進学塾の仕事をしていると、自分の中に、2つの種類の姿勢が具わっていることに気づくことがあります。
 
進学塾では「勉強」を教えます。内容は教育です。しかし他方、顧客を獲得しつなぎとめるためのサービス業でもあります。教育業とサービス業、このどちらも兼ね備える形で運営されていきます。もしどちらのウェイトが大きいですか、と問われれば、後者でしょう。

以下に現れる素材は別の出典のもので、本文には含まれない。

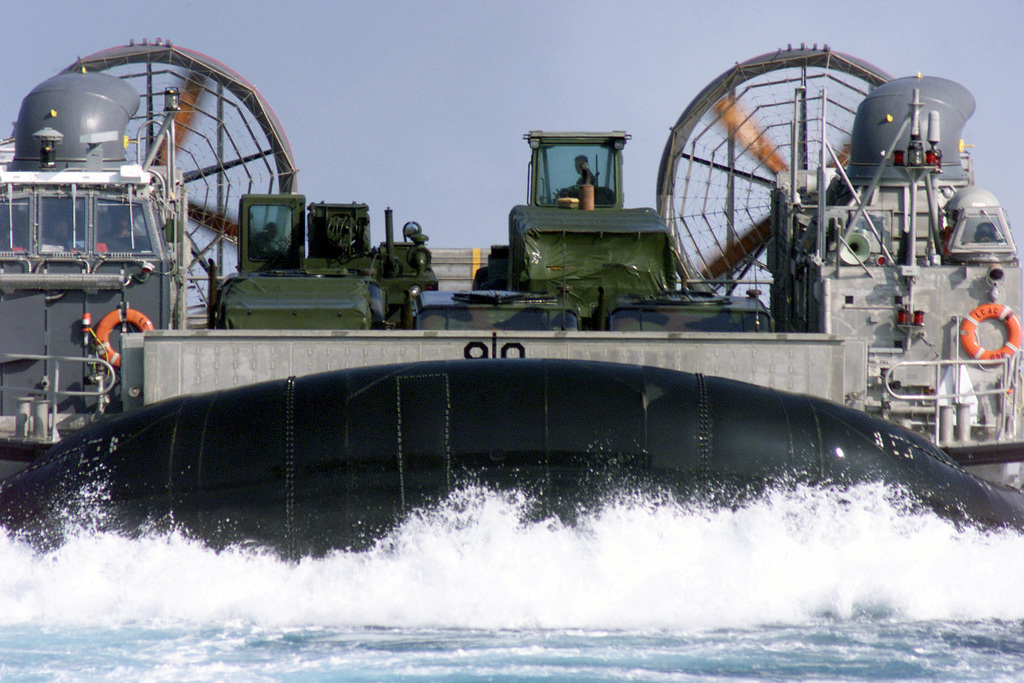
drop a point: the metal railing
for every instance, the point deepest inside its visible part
(37, 410)
(952, 409)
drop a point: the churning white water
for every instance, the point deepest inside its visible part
(805, 583)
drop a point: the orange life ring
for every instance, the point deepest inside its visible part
(133, 317)
(988, 311)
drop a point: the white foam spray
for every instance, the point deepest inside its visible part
(473, 562)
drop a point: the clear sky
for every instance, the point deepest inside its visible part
(422, 105)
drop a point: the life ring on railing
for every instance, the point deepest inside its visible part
(133, 317)
(989, 311)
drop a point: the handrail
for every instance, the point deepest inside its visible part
(49, 392)
(1006, 389)
(943, 363)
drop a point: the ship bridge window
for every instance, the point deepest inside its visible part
(62, 224)
(14, 224)
(980, 233)
(122, 227)
(562, 168)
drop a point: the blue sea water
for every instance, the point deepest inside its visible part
(806, 585)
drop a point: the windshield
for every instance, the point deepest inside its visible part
(562, 168)
(74, 223)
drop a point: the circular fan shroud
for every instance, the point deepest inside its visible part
(228, 142)
(735, 141)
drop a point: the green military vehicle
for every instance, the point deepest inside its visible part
(613, 267)
(313, 268)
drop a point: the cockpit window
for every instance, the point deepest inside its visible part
(563, 168)
(61, 225)
(121, 227)
(69, 225)
(983, 230)
(14, 225)
(980, 233)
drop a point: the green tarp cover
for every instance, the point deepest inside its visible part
(290, 302)
(625, 251)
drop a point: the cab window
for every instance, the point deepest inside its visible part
(563, 168)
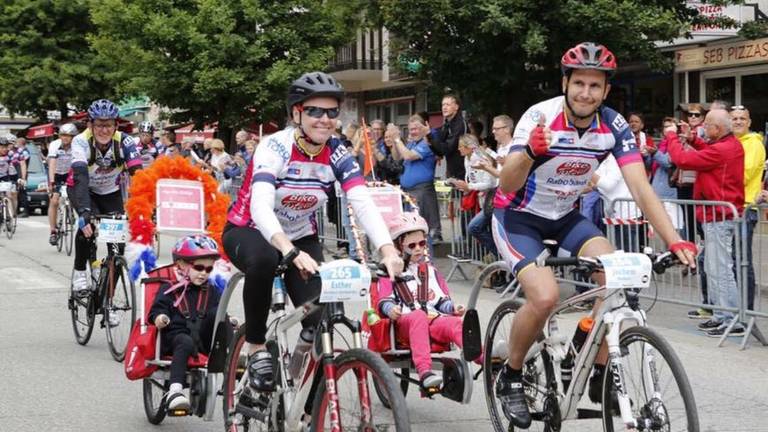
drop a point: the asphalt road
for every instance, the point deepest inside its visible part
(50, 383)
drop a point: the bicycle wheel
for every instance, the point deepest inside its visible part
(538, 372)
(119, 310)
(656, 384)
(69, 229)
(83, 312)
(153, 392)
(404, 384)
(244, 412)
(355, 369)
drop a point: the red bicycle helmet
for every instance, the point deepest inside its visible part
(193, 247)
(589, 55)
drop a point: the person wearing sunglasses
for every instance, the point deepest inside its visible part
(274, 215)
(421, 307)
(186, 310)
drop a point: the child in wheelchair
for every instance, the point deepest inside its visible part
(420, 307)
(186, 311)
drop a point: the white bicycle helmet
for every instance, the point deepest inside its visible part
(405, 223)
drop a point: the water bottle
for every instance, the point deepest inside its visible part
(579, 337)
(301, 352)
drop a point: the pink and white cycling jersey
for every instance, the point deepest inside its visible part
(283, 188)
(556, 180)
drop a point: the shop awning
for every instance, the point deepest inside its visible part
(41, 131)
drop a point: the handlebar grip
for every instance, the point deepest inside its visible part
(561, 261)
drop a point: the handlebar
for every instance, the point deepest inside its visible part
(661, 262)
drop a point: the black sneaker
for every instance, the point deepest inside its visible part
(261, 376)
(708, 325)
(719, 331)
(513, 403)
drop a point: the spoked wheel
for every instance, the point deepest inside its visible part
(404, 384)
(537, 373)
(356, 369)
(82, 310)
(154, 392)
(119, 309)
(69, 230)
(655, 381)
(243, 409)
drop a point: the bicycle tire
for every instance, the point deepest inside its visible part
(69, 230)
(532, 369)
(154, 408)
(648, 336)
(117, 336)
(376, 369)
(404, 384)
(82, 312)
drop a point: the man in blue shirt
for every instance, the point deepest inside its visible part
(418, 178)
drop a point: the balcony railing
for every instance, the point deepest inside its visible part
(365, 53)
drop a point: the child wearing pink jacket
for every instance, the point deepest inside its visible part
(421, 308)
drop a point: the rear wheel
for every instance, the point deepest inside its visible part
(119, 309)
(656, 383)
(82, 311)
(356, 369)
(154, 392)
(538, 372)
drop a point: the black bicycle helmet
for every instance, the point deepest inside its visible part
(313, 84)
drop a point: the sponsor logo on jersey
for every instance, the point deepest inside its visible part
(573, 168)
(299, 201)
(619, 123)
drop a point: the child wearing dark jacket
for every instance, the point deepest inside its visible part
(186, 311)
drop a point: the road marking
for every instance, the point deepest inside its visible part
(26, 279)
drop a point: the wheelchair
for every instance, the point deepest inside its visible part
(382, 338)
(204, 373)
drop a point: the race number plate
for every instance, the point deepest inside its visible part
(626, 270)
(344, 281)
(113, 230)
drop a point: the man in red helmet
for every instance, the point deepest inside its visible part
(556, 147)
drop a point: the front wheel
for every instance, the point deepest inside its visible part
(119, 308)
(354, 371)
(655, 381)
(538, 373)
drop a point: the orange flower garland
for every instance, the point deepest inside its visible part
(141, 198)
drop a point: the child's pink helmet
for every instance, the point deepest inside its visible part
(405, 223)
(194, 247)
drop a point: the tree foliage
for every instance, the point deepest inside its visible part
(504, 54)
(218, 60)
(45, 61)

「お客様」のニーズに応えることが優先されなければなりません。教育方針を掲げるにしても、それに賛同してくださるお客様を待つよりほかありません。
 
学校は教育を司ります。学校もサービスだという捉え方もあるでしょう。とくに私立経営だと、サービス精神をもたなければ成り立たないという事情があることも分かります。しかし、塾と学校はやはり違います。私立学校が気に入らず辞めることには勇気が必要ですが、塾を辞めるのは簡単です。つまり、塾の顧客へはサービスが拙いと、たちまち顧客が減るわけです。当然教育的な指導をモットーとはしますが、受験合格や成績向上という一定の目的がはっきりしています。塾側の方針はそのためにこそあるという前提がありますから、可能なかぎり生徒一人ひとりの事情に合わせて配慮しようとする思いが働きます。外部の方が時々イメージなさるような、画一的なやり方をしているわけではありません。たいていの場合は、柔軟に対応しています。宿題ができない事情や家庭、また部活の事情などを一人ひとり鑑みます。むしろそのあたり、一般学校よりもずいぶんと融通を利かせているのではないでしょうか。